En términos simples, la administración de los conjuntos residenciales, los aumentos en precios y los cambios en cláusulas contractuales que “fueron efectivamente causadas o pagadas con anterioridad a la publicación del nuevo acto administrativo” permanecerán vigentes: no hay efectos retroactivos ni devolución del dinero.

Las consecuencias se proyectan a futuro, a partir de la fecha del auto. Y el nuevo salario “deberá presentar una fundamentación económica detallada”, que incluya “la forma en la que se ponderará y aplicará cada uno de los criterios”. Sin un salario ajustado a las normas, dice el Consejo, se vulnera “la especial protección del trabajo”.

El antecedente clave del Consejo de Estado y el salario mínimo

Todos los actos administrativos se componen de dos partes, la motiva o considerativa, que es la justificación, y la resolutiva, que impone las órdenes propiamente. Aunque se trata de un requisito de forma, en el fondo cada una de ellas debe cumplir con estrictos parámetros. Hace casi diez años, el Consejo de Estado fijó varias reglas.

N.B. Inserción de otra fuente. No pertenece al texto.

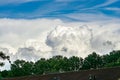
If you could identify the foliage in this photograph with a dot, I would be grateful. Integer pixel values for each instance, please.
(58, 64)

La Sección Segunda, revisando el aumento del salario de Juan Manuel Santos para 2016, consideró "necesario exhortar" al Gobierno para que, cuando fije "de manera unilateral" el salario mínimo después de que fracase la etapa de concertación, "lo haga en estricto cumplimiento de la carga motiva" que aparece en las normas, especialmente en la Ley 278 de 1996.

Según la ley, el Ejecutivo debe basarse en la meta de inflación del año siguiente que determina el Banco de la República, la productividad, la contribución de los salarios al ingreso nacional, el incremento del producto interno bruto y el índice de precios al consumidor.

El Consejo de Estado precisó que cada variable debe comprender "el mismo nivel e incidencia", y que el análisis técnico tiene que sumarse al "carácter prevalente" de la protección constitucional del trabajo y del objetivo estatal de asegurar el acceso de todos a bienes y servicios.